Mereka menelusuri sejumlah masjid di Kota Nabi. Namun langkah itu bukan sekadar untuk menikmati suasana malam. Gus Dur memiliki maksud tertentu: mencari seorang wali Allah.
Di sebuah masjid, KH. Said Aqil melihat seorang pria bersorban putih sedang mengajar para santri. Raut wajahnya tenang, tutur katanya lembut. Ia pun berbisik,
“Gus, apakah dia wali?”
Gus Dur hanya menggeleng.
“Bukan.”
Perjalanan berlanjut. Di tempat lain, tampak seorang lelaki dengan dahi menghitam karena sering bersujud. KH. Said Aqil kembali bertanya,
“Kalau yang ini?”
Gus Dur kembali menjawab singkat,
“Bukan.”
Hingga akhirnya Gus Dur berhenti. Di sudut masjid terlihat seorang pria bersorban sederhana, duduk bersimpuh di atas sajadah. Ia tidak mengajar, tidak pula dikelilingi orang, hanya larut dalam kekhusyukan. Dikutif berbagai sumber. Selasa, (30/12/2025).

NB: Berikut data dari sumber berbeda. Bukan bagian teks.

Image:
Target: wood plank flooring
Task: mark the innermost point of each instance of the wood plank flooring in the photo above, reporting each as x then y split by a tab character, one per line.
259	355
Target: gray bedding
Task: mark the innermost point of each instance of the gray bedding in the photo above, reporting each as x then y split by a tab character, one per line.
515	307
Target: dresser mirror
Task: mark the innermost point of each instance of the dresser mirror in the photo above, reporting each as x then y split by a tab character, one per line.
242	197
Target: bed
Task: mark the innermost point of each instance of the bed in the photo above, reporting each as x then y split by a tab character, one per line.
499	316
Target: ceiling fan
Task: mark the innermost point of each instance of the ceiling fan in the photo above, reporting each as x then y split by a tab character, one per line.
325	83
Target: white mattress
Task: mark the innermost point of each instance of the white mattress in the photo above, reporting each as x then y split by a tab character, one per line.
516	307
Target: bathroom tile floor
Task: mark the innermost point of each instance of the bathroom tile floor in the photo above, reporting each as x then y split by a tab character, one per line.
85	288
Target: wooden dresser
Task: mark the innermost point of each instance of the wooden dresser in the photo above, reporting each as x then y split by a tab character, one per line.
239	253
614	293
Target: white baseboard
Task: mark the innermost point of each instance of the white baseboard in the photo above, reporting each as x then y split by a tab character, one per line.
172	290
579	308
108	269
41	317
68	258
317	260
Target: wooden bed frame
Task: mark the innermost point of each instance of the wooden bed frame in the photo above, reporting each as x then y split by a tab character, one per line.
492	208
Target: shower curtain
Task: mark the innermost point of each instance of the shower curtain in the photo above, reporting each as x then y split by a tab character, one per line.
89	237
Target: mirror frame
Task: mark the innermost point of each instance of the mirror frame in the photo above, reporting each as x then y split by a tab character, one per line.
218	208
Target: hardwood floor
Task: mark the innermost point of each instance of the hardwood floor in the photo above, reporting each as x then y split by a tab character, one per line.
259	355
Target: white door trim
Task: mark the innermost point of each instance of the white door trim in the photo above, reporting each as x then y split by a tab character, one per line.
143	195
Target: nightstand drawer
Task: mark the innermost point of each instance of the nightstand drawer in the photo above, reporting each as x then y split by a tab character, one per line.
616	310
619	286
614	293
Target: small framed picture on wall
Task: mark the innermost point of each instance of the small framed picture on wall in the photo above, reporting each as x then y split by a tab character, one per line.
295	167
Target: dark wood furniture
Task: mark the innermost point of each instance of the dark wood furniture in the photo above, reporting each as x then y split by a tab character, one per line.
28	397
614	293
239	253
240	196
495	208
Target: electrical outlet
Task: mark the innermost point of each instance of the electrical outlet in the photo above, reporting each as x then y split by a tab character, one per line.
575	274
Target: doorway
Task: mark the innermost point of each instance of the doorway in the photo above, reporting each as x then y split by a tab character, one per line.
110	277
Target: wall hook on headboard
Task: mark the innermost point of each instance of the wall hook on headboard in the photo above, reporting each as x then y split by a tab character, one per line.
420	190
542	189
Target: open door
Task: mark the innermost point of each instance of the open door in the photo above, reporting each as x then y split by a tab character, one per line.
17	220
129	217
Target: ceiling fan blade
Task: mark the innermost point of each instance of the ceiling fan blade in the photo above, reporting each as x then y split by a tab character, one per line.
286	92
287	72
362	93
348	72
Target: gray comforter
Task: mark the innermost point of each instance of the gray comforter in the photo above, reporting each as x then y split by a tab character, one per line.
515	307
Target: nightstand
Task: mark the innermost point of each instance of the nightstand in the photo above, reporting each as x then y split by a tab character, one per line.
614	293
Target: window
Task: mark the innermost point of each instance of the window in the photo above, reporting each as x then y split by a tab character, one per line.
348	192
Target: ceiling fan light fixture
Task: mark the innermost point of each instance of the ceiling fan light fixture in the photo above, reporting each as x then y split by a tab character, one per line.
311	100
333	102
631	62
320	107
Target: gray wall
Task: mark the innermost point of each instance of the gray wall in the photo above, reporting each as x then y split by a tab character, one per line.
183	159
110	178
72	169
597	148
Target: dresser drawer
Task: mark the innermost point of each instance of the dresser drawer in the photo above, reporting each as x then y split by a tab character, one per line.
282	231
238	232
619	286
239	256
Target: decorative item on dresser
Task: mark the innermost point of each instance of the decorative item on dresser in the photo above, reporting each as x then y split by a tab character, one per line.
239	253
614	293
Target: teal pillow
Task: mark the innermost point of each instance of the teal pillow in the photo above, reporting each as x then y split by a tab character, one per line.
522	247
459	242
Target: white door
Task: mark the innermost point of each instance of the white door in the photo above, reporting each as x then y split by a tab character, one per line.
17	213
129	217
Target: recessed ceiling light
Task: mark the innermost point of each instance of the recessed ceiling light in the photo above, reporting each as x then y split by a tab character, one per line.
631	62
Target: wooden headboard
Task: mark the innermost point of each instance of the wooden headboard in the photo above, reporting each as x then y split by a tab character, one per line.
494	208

Gus Dur menunjuknya pelan.
“Dialah wali itu.”
KH. Said Aqil terdiam. Sosok tersebut terlihat biasa saja, bahkan nyaris tak mencolok. Setelah mendekat, mereka memperkenalkan diri dan menyampaikan maksud kedatangan: memohon doa dari seorang wali Allah di tanah suci Madinah.
Orang itu mengangkat kedua tangannya dan mendoakan Gus Dur agar selalu berada dalam ridha Allah, diampuni segala dosanya, serta diberi keberkahan dan kesuksesan dalam hidup.
Usai berdoa, sang wali berdiri lalu melangkah pergi perlahan sambil membawa sajadahnya, menggumam lirih seolah enggan dikenal atau dipuji.
Malam Madinah kembali hening. Gus Dur dan KH. Said Aqil pun pulang dengan sebuah hikmah mendalam:
wali Allah kerap hadir dalam kesederhanaan, tersembunyi di balik ketulusan yang tak mencari pengakuan.